The backness of TRAP has been demonstrated to vary by speaker age and gender in many parts of the United States and Canada, including California (Kennedy & Grama 2012), Montreal (Kettig & Winter 2017), and Hawaiʻi (Drager et al. 2013). In each of these places, younger people and women lead in the ongoing retraction of TRAP from [æ] toward [a] (reduced F2). While work in California has indicated that TRAP-backing may be indexed with casual ‘Valley Girl’ and formal professional personae (D’Onofrio 2015), its social meanings in other locales remain little-investigated.
In this matched-guise experiment, L1 English speaking young adults from Montreal, Hawaiʻi, and California (1M, 1F per region) were recorded reading a sentence; vowel resynthesis in the word map produced a retracted and an unretracted guise from the same recording from each speaker, differing by 200 Hz in F2. Forty-six young adult L1 English participants in Montreal (11 male) completed a task rating speakers’ physical and social attributes.
Bayesian linear hierarchical modeling indicates that female listeners judge retracted stimuli as more authoritative in women’s voices, while men judge male speakers’ unretracted guises as more authoritative. Overall, female unretracted and male retracted guises are rated as friendlier. Female listeners identify retracted male, but not female, guises as younger-sounding.

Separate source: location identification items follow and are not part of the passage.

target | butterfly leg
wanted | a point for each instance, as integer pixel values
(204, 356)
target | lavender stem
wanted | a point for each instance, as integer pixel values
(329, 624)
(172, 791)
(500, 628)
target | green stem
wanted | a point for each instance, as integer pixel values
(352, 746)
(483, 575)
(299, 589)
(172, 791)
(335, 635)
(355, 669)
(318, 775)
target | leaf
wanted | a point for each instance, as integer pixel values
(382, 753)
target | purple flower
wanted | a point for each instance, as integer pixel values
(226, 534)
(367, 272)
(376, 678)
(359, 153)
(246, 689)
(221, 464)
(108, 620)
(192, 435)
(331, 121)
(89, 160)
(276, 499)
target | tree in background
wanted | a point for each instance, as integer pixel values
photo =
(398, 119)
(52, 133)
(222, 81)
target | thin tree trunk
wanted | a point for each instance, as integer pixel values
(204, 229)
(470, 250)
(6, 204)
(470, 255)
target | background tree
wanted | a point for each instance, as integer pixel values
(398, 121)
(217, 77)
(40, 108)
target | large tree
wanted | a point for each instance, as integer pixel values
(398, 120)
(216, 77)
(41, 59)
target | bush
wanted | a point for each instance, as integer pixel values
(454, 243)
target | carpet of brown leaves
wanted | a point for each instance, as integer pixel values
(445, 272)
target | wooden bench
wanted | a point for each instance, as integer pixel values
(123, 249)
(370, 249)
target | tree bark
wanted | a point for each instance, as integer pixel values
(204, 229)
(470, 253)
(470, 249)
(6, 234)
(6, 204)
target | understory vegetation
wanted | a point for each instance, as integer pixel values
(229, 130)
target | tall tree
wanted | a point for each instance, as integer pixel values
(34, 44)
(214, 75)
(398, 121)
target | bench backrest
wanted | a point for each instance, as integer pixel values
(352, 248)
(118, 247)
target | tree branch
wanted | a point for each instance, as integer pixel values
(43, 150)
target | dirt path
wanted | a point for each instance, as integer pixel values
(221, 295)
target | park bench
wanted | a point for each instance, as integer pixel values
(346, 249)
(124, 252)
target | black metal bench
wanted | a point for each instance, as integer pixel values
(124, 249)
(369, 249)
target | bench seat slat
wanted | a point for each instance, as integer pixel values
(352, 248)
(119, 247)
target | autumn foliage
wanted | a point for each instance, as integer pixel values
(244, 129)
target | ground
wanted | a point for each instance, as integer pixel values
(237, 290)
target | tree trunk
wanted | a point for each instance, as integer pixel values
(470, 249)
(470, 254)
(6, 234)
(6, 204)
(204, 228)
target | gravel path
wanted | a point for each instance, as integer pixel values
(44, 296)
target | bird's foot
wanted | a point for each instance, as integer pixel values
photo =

While men’s shiftedness may be judged as reliably indicating age, women associate TRAP-backing with authoritative, less-friendly characteristics in other women. In the course of a female-led sound shift, speakers – especially women – may be more attuned to women’s style shifting, and may diverge from men in their social evaluations.
References:
D’Onofrio, A. 2015. Perceiving personae: Effects of social information on perceptions of TRAP-backing. UPenn Working Papers in Linguistics 21(2):31–39.
Drager, K, M. J. Kirtley, J. Grama & S. Simpson. 2013. Language variation and change in Hawaiʻi English: KIT, DRESS, and TRAP. UPenn Working Papers in Linguistics 19(2):41–50.
Kennedy, R & J. Grama. 2012. Chain shifting and centralization in California vowels: An acoustic analysis. American Speech 87(1):39–56.
Kettig, T. & B. Winter. 2017. Producing and perceiving the Canadian Vowel Shift: Evidence from a Montreal community. Language Variation & Change 29:79–100.